Detection rules › Kusto
Possible contact with a domain generated by a DGA
'Identifies contacts with domains names in CommonSecurityLog that might have been generated by a Domain Generation Algorithm (DGA). DGAs can be used by malware to generate rendezvous points that are difficult to predict in advance. This detection uses the Alexa Top 1 million domain names to build a model of what normal domains look like. It uses this to identify domains that may have been randomly generated by an algorithm.
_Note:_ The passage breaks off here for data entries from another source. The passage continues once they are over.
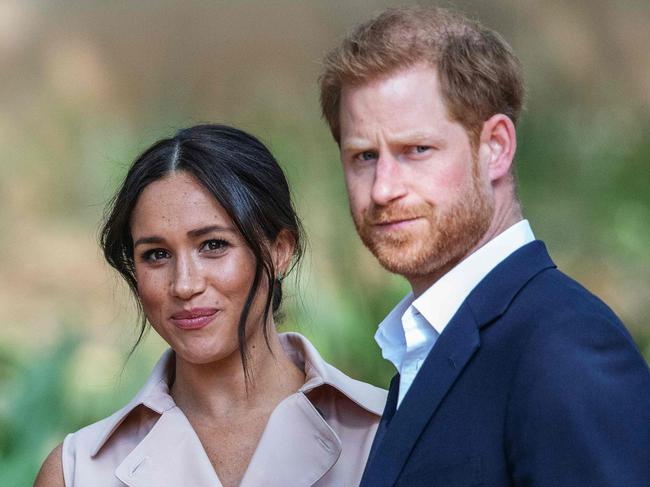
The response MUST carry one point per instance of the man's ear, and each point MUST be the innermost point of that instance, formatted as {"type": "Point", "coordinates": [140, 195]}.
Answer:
{"type": "Point", "coordinates": [497, 146]}
{"type": "Point", "coordinates": [282, 251]}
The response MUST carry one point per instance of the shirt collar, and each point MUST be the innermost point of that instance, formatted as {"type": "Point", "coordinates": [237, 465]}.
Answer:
{"type": "Point", "coordinates": [439, 303]}
{"type": "Point", "coordinates": [155, 393]}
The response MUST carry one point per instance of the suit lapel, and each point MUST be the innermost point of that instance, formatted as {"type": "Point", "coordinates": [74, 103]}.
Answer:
{"type": "Point", "coordinates": [170, 455]}
{"type": "Point", "coordinates": [445, 362]}
{"type": "Point", "coordinates": [389, 411]}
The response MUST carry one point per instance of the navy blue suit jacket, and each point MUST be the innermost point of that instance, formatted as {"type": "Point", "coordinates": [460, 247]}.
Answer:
{"type": "Point", "coordinates": [534, 382]}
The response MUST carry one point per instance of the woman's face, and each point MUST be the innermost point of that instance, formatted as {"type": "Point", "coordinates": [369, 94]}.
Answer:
{"type": "Point", "coordinates": [193, 269]}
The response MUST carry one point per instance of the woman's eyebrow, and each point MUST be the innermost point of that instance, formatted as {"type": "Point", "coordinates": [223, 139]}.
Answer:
{"type": "Point", "coordinates": [211, 228]}
{"type": "Point", "coordinates": [147, 240]}
{"type": "Point", "coordinates": [192, 234]}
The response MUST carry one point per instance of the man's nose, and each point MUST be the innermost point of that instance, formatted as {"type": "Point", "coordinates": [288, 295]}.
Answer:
{"type": "Point", "coordinates": [388, 184]}
{"type": "Point", "coordinates": [188, 279]}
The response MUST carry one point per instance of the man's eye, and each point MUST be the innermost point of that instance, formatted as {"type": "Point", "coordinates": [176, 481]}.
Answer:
{"type": "Point", "coordinates": [214, 244]}
{"type": "Point", "coordinates": [420, 149]}
{"type": "Point", "coordinates": [155, 255]}
{"type": "Point", "coordinates": [367, 155]}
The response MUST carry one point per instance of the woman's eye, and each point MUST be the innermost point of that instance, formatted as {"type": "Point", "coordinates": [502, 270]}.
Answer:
{"type": "Point", "coordinates": [155, 255]}
{"type": "Point", "coordinates": [214, 245]}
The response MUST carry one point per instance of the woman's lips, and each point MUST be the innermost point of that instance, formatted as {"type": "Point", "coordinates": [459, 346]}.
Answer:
{"type": "Point", "coordinates": [194, 318]}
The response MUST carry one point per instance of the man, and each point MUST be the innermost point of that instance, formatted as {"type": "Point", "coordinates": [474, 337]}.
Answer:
{"type": "Point", "coordinates": [509, 372]}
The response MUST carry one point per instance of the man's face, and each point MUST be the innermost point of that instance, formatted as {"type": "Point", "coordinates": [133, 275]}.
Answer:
{"type": "Point", "coordinates": [418, 195]}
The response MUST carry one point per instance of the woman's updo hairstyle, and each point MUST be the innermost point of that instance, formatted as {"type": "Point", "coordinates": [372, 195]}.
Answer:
{"type": "Point", "coordinates": [246, 180]}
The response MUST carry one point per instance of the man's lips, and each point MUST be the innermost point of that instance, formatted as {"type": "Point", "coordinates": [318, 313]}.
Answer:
{"type": "Point", "coordinates": [395, 223]}
{"type": "Point", "coordinates": [194, 318]}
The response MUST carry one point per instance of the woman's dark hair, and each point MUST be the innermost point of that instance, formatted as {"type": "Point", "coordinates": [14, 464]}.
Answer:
{"type": "Point", "coordinates": [246, 180]}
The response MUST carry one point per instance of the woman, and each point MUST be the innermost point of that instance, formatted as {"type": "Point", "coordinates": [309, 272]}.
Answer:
{"type": "Point", "coordinates": [203, 231]}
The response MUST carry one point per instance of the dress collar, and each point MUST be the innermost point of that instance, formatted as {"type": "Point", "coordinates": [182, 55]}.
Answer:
{"type": "Point", "coordinates": [155, 393]}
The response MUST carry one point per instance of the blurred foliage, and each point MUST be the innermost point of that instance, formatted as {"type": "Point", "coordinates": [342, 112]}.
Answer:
{"type": "Point", "coordinates": [86, 85]}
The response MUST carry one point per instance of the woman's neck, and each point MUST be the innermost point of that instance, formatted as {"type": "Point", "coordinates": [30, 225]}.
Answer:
{"type": "Point", "coordinates": [218, 389]}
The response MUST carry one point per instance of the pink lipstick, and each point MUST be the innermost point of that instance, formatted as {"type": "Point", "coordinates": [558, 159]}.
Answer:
{"type": "Point", "coordinates": [193, 319]}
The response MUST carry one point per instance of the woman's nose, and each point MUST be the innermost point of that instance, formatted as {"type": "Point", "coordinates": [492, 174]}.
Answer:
{"type": "Point", "coordinates": [188, 279]}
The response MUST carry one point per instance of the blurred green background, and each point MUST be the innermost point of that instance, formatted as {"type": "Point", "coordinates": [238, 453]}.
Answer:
{"type": "Point", "coordinates": [86, 85]}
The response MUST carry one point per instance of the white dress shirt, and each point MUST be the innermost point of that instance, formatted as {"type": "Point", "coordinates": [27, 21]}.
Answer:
{"type": "Point", "coordinates": [411, 329]}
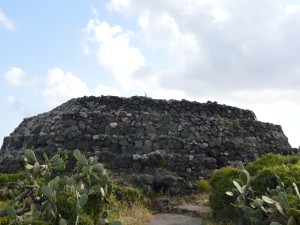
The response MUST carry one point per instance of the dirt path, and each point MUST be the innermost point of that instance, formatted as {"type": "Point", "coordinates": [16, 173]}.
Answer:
{"type": "Point", "coordinates": [188, 214]}
{"type": "Point", "coordinates": [174, 219]}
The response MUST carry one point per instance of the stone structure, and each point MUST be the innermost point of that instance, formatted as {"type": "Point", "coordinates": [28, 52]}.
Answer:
{"type": "Point", "coordinates": [141, 134]}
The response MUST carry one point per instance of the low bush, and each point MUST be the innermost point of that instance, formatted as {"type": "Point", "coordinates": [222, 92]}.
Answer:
{"type": "Point", "coordinates": [220, 182]}
{"type": "Point", "coordinates": [263, 173]}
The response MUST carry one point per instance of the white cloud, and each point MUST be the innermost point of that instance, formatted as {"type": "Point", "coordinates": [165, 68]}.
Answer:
{"type": "Point", "coordinates": [290, 9]}
{"type": "Point", "coordinates": [6, 22]}
{"type": "Point", "coordinates": [17, 77]}
{"type": "Point", "coordinates": [95, 11]}
{"type": "Point", "coordinates": [106, 90]}
{"type": "Point", "coordinates": [16, 103]}
{"type": "Point", "coordinates": [114, 51]}
{"type": "Point", "coordinates": [61, 86]}
{"type": "Point", "coordinates": [244, 53]}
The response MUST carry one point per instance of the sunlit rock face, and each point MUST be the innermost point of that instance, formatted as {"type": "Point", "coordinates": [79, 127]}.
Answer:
{"type": "Point", "coordinates": [138, 134]}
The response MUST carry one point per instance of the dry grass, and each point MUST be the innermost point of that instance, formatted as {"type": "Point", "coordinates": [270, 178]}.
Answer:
{"type": "Point", "coordinates": [137, 214]}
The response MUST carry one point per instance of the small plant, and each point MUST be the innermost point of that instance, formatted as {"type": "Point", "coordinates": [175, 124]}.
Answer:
{"type": "Point", "coordinates": [204, 185]}
{"type": "Point", "coordinates": [35, 203]}
{"type": "Point", "coordinates": [273, 208]}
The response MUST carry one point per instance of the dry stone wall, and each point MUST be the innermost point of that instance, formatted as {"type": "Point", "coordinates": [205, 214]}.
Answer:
{"type": "Point", "coordinates": [140, 134]}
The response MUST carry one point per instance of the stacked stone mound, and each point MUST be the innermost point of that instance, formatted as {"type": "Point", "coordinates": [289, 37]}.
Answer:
{"type": "Point", "coordinates": [190, 139]}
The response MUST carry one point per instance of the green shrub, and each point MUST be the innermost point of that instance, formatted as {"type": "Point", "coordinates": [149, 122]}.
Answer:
{"type": "Point", "coordinates": [85, 219]}
{"type": "Point", "coordinates": [220, 182]}
{"type": "Point", "coordinates": [265, 177]}
{"type": "Point", "coordinates": [5, 220]}
{"type": "Point", "coordinates": [128, 194]}
{"type": "Point", "coordinates": [59, 199]}
{"type": "Point", "coordinates": [267, 160]}
{"type": "Point", "coordinates": [204, 185]}
{"type": "Point", "coordinates": [6, 178]}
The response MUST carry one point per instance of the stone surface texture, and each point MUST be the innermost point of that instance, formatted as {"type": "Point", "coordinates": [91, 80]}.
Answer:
{"type": "Point", "coordinates": [139, 134]}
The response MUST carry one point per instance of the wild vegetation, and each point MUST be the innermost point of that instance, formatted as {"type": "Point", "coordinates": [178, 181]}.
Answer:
{"type": "Point", "coordinates": [264, 192]}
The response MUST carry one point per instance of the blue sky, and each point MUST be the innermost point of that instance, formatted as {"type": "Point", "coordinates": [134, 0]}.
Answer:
{"type": "Point", "coordinates": [241, 53]}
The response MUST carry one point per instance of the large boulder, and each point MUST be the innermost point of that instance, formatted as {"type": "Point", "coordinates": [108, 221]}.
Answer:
{"type": "Point", "coordinates": [138, 134]}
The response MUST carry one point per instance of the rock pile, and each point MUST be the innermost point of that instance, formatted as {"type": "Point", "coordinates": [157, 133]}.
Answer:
{"type": "Point", "coordinates": [190, 139]}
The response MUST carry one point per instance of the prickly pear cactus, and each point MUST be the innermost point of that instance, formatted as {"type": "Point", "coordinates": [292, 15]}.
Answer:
{"type": "Point", "coordinates": [32, 202]}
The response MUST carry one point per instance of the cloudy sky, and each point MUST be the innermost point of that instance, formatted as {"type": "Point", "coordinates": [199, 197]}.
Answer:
{"type": "Point", "coordinates": [241, 53]}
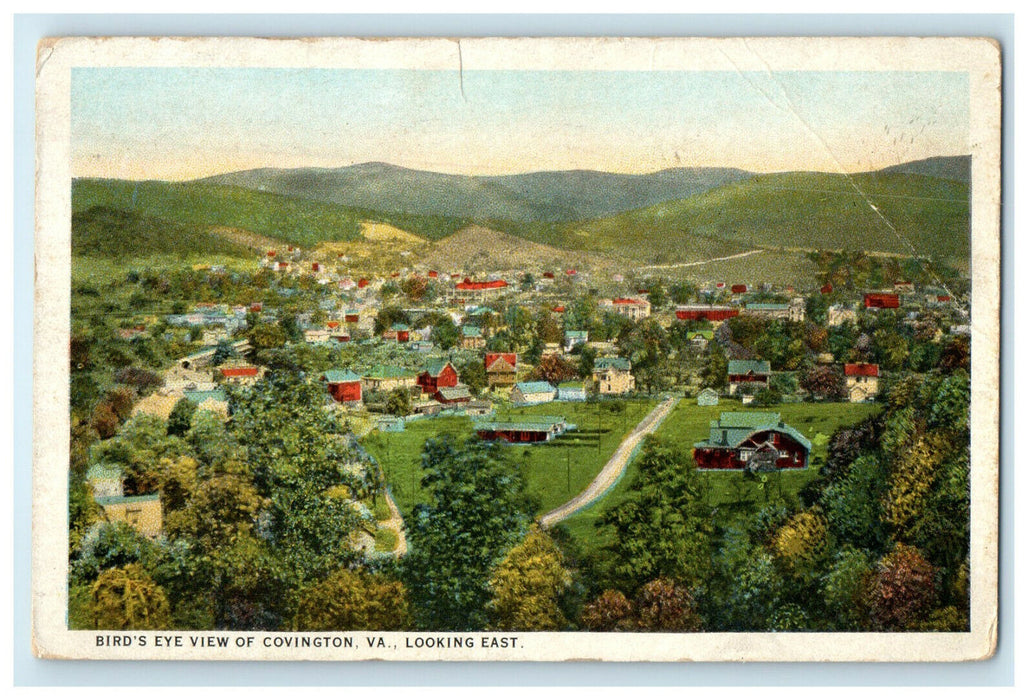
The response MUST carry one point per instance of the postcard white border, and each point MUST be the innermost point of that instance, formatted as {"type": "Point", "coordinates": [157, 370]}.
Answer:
{"type": "Point", "coordinates": [978, 57]}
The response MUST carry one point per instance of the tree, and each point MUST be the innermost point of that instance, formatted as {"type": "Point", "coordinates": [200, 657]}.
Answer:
{"type": "Point", "coordinates": [473, 374]}
{"type": "Point", "coordinates": [179, 417]}
{"type": "Point", "coordinates": [397, 402]}
{"type": "Point", "coordinates": [353, 600]}
{"type": "Point", "coordinates": [902, 590]}
{"type": "Point", "coordinates": [128, 599]}
{"type": "Point", "coordinates": [478, 511]}
{"type": "Point", "coordinates": [824, 382]}
{"type": "Point", "coordinates": [138, 378]}
{"type": "Point", "coordinates": [715, 370]}
{"type": "Point", "coordinates": [661, 528]}
{"type": "Point", "coordinates": [610, 612]}
{"type": "Point", "coordinates": [528, 584]}
{"type": "Point", "coordinates": [139, 447]}
{"type": "Point", "coordinates": [555, 370]}
{"type": "Point", "coordinates": [301, 471]}
{"type": "Point", "coordinates": [267, 336]}
{"type": "Point", "coordinates": [664, 606]}
{"type": "Point", "coordinates": [852, 503]}
{"type": "Point", "coordinates": [844, 588]}
{"type": "Point", "coordinates": [801, 544]}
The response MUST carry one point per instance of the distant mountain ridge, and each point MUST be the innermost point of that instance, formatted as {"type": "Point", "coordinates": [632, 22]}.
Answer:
{"type": "Point", "coordinates": [945, 167]}
{"type": "Point", "coordinates": [548, 196]}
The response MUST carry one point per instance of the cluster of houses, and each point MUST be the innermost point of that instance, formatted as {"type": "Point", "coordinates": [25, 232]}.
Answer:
{"type": "Point", "coordinates": [437, 384]}
{"type": "Point", "coordinates": [349, 308]}
{"type": "Point", "coordinates": [861, 380]}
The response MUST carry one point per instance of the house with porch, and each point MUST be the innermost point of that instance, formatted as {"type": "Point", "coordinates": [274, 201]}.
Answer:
{"type": "Point", "coordinates": [861, 381]}
{"type": "Point", "coordinates": [529, 394]}
{"type": "Point", "coordinates": [613, 376]}
{"type": "Point", "coordinates": [438, 375]}
{"type": "Point", "coordinates": [751, 373]}
{"type": "Point", "coordinates": [501, 369]}
{"type": "Point", "coordinates": [345, 386]}
{"type": "Point", "coordinates": [751, 440]}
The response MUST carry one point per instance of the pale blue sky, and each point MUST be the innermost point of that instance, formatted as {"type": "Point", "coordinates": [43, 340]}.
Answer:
{"type": "Point", "coordinates": [178, 123]}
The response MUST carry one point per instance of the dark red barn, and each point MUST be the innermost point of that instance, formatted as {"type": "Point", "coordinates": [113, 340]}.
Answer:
{"type": "Point", "coordinates": [344, 386]}
{"type": "Point", "coordinates": [881, 300]}
{"type": "Point", "coordinates": [749, 440]}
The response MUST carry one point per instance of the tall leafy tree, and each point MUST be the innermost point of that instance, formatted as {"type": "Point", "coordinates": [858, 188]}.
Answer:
{"type": "Point", "coordinates": [528, 584]}
{"type": "Point", "coordinates": [128, 599]}
{"type": "Point", "coordinates": [661, 528]}
{"type": "Point", "coordinates": [478, 512]}
{"type": "Point", "coordinates": [353, 600]}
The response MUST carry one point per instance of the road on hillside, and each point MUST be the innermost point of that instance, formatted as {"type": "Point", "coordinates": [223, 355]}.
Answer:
{"type": "Point", "coordinates": [615, 467]}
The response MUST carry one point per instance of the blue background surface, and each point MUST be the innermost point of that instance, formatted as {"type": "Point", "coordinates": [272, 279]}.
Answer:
{"type": "Point", "coordinates": [30, 671]}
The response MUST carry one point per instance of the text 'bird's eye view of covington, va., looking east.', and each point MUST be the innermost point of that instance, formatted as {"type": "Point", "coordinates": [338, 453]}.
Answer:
{"type": "Point", "coordinates": [589, 351]}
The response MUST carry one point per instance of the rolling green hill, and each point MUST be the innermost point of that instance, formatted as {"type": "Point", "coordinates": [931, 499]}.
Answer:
{"type": "Point", "coordinates": [203, 206]}
{"type": "Point", "coordinates": [548, 196]}
{"type": "Point", "coordinates": [104, 232]}
{"type": "Point", "coordinates": [918, 215]}
{"type": "Point", "coordinates": [891, 212]}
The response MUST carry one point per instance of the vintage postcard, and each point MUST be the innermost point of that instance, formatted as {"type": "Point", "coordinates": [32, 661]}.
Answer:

The triThreshold is set to 500 - increase this to report on domains that are less likely to have been randomly generated, decrease it for more likely. The start time and end time look back over 6 hours of data and the dgaLengthThreshold is set to 8 - meaning domains whose length is 8 or more are reported. NOTE - The top1M csv zip file used in the query is dynamic and may produce different results over various time periods. It's important to cross-check the events against the entities involved in the incident.'
MITRE ATT&CK coverage
| Tactic | Techniques |
|---|---|
| Command & Control | T1568 Dynamic Resolution |
Rule body kusto
id: 4acd3a04-2fad-4efc-8a4b-51476594cec4
name: Possible contact with a domain generated by a DGA
description: |
'Identifies contacts with domains names in CommonSecurityLog that might have been generated by a Domain Generation Algorithm (DGA). DGAs can be used by malware to generate rendezvous points that are difficult to predict in advance.
This detection uses the Alexa Top 1 million domain names to build a model of what normal domains look like. It uses this to identify domains that may have been randomly generated by an algorithm.
The triThreshold is set to 500 - increase this to report on domains that are less likely to have been randomly generated, decrease it for more likely.
The start time and end time look back over 6 hours of data and the dgaLengthThreshold is set to 8 - meaning domains whose length is 8 or more are reported.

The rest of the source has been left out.